Pension funds and insurers manage $100 trillion dollars — can they use it to help solve global problems?

Over the past century, finance has become increasingly disconnected from the physical world it depends on. Every day, trillions of dollars move through financial markets as stocks, bonds and derivatives. Much of that money never reaches the businesses, infrastructure and systems that power the real economy.

The scale of this shift is striking. In 2024, around $149 trillion worth of shares were traded on global stock markets. Yet, companies raised only $741 billion in new capital through those same markets. So, for every dollar directed to an actual business, roughly $200 simply changed hands between investors. A significant portion of global capital now circulates in secondary markets, largely disconnected from the physical economy.

As financial markets offer faster and more liquid returns, investment in real-world assets, like infrastructure and industrial systems, has declined as a share of GDP. A significant portion of global capital now circulates within secondary markets, largely disconnected from the physical economy. In a way, that money has become theoretical: capital that rarely touches the systems that sustain it.

That disconnect is becoming harder to sustain. Climate change, resource pressures and geopolitical instability are reminding investors that long-term returns ultimately depend on the resilience of the physical world.

Recent tensions around the Strait of Hormuz, through which roughly a fifth of the world’s oil and a quarter of traded natural gas pass, have highlighted how vulnerable global economies remain to disruptions in critical physical systems. Energy, food and water security have returned to the top of national agendas. At the same time, global renewable investment kept growing, despite policy uncertainty. Increasingly, the case for the energy transition is being driven by climate goals and by the need for stable energy prices and geopolitical security.

Investors are also confronting growing concentration risk.

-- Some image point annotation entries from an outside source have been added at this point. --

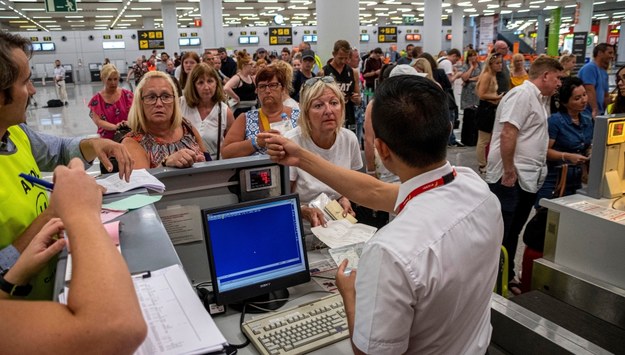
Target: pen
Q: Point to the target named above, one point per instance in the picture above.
(39, 182)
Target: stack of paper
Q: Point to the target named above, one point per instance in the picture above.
(139, 178)
(341, 233)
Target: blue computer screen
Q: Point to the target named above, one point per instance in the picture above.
(255, 243)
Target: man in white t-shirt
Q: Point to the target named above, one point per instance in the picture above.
(424, 282)
(59, 81)
(516, 165)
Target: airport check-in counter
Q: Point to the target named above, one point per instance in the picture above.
(147, 245)
(577, 302)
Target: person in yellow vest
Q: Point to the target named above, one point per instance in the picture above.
(23, 206)
(102, 313)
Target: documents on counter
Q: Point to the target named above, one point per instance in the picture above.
(177, 320)
(138, 178)
(341, 233)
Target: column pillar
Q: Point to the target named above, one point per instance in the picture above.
(540, 34)
(603, 30)
(212, 24)
(432, 26)
(336, 20)
(554, 32)
(457, 28)
(585, 16)
(170, 26)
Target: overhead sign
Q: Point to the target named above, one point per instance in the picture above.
(280, 35)
(387, 34)
(60, 5)
(151, 39)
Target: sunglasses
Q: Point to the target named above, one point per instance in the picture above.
(326, 79)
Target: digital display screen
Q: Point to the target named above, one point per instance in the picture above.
(616, 132)
(47, 46)
(260, 179)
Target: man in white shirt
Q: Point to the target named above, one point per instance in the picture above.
(425, 280)
(516, 165)
(59, 81)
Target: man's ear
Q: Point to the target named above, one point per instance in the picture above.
(383, 151)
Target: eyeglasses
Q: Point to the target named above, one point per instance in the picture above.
(326, 79)
(151, 99)
(271, 86)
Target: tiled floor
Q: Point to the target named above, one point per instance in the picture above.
(73, 120)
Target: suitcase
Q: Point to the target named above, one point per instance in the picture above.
(468, 134)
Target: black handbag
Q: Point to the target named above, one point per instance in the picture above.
(120, 133)
(534, 234)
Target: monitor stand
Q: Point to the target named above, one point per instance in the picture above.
(270, 301)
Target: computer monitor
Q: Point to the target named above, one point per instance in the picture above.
(256, 250)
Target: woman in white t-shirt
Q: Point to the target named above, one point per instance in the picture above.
(320, 130)
(203, 104)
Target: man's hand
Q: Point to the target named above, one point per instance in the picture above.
(41, 249)
(509, 178)
(347, 206)
(345, 282)
(105, 148)
(65, 200)
(314, 216)
(281, 150)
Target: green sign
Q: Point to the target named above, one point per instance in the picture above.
(60, 5)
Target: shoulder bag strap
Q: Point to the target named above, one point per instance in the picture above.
(219, 133)
(561, 186)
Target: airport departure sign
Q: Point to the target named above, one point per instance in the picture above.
(280, 35)
(151, 39)
(387, 34)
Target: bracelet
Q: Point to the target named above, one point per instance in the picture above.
(11, 289)
(254, 145)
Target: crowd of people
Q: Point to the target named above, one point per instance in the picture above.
(189, 108)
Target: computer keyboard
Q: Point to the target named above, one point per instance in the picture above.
(300, 329)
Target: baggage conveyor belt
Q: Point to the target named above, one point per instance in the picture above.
(585, 325)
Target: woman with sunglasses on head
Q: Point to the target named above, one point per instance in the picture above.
(203, 104)
(486, 88)
(242, 139)
(160, 136)
(321, 131)
(241, 88)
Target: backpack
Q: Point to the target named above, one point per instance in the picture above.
(55, 103)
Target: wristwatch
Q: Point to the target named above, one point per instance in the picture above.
(11, 289)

A small group of technology companies now accounts for roughly around a third of the S&P 500 and drove more than 40% of its 2025 returns; in one survey of investors managing close to $30 trillion, four in five expected a correction in 2026, naming concentration their fastest-rising risk. Many are looking for diversification beyond public markets with real assets — infrastructure that offers long-term, inflation-linked cash flows and a fundamentally different risk profile.